I'll post a slightly more involved recipe at a later date - one that uses cashews or almonds. Yum.
 - - If you've never made gravy, or had bad luck in the gravy-making area before, read my "NOTES", hopefully, they may prove helpful.

  • 1 1/2 T. vegan margarine of your choice
  • 1/4 cup flour
(NOTE: I prefer white flour here, makes a whiter and smoother gravy, but use what you prefer)
  • 2 cups unsweetened rice milk or oat milk
(NOTE: any other UNSWEETENED AND PLAIN non-dairy milks are fine, though rice or oat milk seem to give the most accurate taste without any other flavors coming through. MAKE SURE you are using PLAIN AND UNSWEETENED plant milk. Anything else will give your gravy a sweet or possibly "vanilla" taste. Not Good!)
  • dash of salt, sage and black pepper
Place iron skillet on medium-high heat for about one minute to heat it up. Add margarine and melt to cover bottom of skillet.
(NOTE: Any skillet will work, I just tend to like my cast iron one for this.) 

Whisk flour into the fat and cook over low heat for 1 minute.
(NOTEALWAYS use a balloon-shaped wire whisk for gravies. There is no substitute here, and you need the whisk to mix the fat and flour particles into the milk evenly.
Also - I do not brown the flour here (or make a roux), as it makes the gravy more brown or tan, I just stir it into the margarine, let it sizzle and bubble JUST a few seconds and then stir in milk.) 

Remove pan from heat and whisk in milk about 1/4 or so, at a time.

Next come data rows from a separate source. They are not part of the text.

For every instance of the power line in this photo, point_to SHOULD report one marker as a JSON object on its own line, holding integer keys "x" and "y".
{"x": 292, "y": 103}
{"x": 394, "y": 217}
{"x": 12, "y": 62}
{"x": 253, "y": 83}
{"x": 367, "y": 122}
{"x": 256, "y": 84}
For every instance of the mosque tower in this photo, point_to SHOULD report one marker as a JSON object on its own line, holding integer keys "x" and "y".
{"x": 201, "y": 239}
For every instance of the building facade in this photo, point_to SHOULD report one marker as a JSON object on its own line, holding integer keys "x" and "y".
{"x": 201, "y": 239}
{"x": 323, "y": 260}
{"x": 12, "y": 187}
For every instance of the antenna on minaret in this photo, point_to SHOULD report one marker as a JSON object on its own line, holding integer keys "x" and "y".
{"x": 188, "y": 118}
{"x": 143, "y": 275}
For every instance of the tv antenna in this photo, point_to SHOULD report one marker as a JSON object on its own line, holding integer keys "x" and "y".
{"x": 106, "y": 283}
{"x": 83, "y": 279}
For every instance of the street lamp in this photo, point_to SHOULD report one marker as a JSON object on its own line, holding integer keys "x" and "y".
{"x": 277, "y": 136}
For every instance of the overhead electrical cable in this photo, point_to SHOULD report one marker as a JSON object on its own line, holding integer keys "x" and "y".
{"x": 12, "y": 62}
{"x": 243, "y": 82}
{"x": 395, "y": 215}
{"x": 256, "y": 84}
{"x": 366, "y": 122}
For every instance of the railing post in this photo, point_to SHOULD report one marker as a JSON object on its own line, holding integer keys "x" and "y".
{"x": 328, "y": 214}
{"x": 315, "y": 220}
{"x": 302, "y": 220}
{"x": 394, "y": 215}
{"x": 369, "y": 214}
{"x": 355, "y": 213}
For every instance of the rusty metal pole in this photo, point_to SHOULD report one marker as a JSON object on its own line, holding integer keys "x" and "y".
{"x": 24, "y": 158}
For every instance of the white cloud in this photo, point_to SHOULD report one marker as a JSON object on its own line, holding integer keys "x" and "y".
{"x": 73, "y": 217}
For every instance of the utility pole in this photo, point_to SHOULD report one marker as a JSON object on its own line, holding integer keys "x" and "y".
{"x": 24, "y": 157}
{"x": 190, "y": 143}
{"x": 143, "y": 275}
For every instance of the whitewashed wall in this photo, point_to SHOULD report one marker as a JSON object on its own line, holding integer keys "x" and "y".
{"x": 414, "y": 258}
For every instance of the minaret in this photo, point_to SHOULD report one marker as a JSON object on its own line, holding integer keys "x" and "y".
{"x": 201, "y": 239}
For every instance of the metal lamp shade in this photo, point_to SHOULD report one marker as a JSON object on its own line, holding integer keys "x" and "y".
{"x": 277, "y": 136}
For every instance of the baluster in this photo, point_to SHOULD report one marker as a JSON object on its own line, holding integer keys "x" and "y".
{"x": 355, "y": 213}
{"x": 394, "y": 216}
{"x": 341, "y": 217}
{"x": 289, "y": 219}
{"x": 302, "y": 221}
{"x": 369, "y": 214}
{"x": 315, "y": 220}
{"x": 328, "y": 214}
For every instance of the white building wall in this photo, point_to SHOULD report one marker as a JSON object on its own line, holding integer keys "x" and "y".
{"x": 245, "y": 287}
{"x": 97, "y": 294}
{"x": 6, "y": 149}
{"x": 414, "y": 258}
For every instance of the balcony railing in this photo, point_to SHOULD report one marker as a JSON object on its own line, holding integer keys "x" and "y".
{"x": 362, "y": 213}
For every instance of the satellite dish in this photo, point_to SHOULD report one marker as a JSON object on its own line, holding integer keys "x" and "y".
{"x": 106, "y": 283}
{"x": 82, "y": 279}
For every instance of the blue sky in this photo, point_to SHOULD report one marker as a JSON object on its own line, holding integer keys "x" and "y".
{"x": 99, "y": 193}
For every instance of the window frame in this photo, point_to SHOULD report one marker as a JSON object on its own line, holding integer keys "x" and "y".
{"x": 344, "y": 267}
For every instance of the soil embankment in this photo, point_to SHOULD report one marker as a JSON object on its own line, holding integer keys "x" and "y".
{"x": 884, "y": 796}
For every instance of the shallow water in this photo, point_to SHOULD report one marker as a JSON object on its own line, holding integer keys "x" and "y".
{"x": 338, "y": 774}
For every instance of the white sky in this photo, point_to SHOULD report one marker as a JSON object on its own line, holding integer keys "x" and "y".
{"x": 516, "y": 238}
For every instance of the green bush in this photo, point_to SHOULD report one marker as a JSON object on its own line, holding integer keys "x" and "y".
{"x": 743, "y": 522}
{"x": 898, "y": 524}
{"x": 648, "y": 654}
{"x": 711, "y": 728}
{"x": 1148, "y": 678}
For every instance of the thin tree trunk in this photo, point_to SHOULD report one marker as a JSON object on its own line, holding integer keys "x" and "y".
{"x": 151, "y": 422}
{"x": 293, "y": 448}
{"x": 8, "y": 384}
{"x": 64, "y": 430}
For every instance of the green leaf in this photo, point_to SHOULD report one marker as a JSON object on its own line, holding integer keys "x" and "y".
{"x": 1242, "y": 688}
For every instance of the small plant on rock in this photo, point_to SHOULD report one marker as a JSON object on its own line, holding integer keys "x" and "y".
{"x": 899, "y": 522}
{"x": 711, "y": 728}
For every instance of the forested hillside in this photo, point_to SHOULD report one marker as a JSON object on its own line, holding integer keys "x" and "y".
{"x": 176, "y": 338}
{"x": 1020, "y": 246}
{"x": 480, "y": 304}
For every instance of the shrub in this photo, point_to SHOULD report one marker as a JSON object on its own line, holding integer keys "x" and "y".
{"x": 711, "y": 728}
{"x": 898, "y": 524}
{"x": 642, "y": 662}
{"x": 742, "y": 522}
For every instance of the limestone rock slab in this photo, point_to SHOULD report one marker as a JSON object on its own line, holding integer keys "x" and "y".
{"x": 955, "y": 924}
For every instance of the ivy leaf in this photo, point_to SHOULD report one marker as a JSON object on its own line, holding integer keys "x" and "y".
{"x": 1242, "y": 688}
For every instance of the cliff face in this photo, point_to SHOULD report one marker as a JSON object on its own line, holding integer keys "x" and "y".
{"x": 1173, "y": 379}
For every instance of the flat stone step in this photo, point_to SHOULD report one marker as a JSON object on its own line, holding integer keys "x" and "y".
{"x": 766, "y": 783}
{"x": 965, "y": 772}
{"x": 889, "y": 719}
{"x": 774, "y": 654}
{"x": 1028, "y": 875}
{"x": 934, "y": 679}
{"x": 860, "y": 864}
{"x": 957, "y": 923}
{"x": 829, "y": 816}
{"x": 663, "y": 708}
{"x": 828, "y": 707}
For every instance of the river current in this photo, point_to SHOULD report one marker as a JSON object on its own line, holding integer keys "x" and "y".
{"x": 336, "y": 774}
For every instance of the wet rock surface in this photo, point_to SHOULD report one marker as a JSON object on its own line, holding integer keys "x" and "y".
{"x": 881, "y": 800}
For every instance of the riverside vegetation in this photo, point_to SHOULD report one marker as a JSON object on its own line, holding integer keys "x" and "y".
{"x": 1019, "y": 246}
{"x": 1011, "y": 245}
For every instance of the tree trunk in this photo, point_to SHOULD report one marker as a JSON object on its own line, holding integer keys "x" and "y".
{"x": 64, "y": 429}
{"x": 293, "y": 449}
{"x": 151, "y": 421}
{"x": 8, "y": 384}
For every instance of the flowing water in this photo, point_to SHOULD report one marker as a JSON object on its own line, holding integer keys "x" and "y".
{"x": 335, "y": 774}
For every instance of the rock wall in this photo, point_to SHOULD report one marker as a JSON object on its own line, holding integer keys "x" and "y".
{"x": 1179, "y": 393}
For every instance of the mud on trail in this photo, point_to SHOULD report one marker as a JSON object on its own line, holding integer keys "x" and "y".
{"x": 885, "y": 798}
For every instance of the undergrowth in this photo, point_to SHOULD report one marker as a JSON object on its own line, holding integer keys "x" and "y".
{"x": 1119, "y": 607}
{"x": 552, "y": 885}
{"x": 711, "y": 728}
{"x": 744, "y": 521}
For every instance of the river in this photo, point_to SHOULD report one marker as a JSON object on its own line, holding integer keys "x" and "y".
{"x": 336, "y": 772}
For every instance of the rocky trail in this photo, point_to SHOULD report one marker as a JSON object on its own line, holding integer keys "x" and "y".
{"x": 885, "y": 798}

Keep whisking until all milk is added.
Add 1/8 tsp (pinch) of salt at this point.
Return to medium-high heat and stir frequently but not constantly, while the gravy comes to a simmer (bubbles form and break, but not boiling violently) and thickens.

Once it's starting to bubble, stir continuously, working lumps to the side and bottom of the skillet until few or no lumps remain and gravy thickens.
This stirring and thickening is important to cook the flour into the gravy, so the gravy doesn't taste like raw flour.
When it's thickened and simmered for a few minutes, turn off heat.
Taste and add just a shake or two more of salt, rubbed sage (dry) and pepper to taste.
(NOTE: The seasoning part is up to your individual preference. Usually I add a little more salt, or sometimes a few drops of hot sauce, but that's all.)
That's it!!!!!

Yes. Gravy over waffles!
It's a thing.
At this point, you can serve the gravy as is, or think of it as a basic canvas to create a masterpiece: add cooked, crumbled "sausage" (any vegan variety of your choice will do) beans, mushrooms, or any cubed veggie or veggie-meat that you like, anything's good with gravy. (Have I emphasized the enough? Seriously. Anything!)
We'll talk about some variations later on...

Try it over biscuits, toast, grits, breaded-fried seitan cutlets, nut burgers, savory waffles, lentil loaf, "chicken-fried-tofu" or whatever....Drink it straight from the pan! (OK, my children really DO that, but I suggest putting it OVER other yummy foods!)

Happy Gravy-making!


Susan said...

You are the master of gravy!

Sal said...

Yum yum! I've had biscuits and gravy once, when I was in the states (it's not really a thing here in the UK) but I keep meaning to try and recreate it because it was rad. I'll have to try your recipe! :)

Anonymous said...

I love your MoFo theme! I hope you do some Thanksgiving gravies, that's something that I haven't mastered yet.

Panda With Cookie said...

I love your months of gravy.

Anonymous said...

That's a handy tip re: unsweetened rice and oat milk for bechamel sauce. I've often wondered what the best sub for dairy milk in savoury sauces is as although I usually use soya milk for general use, I find I'm not keen on it in savoury stuff.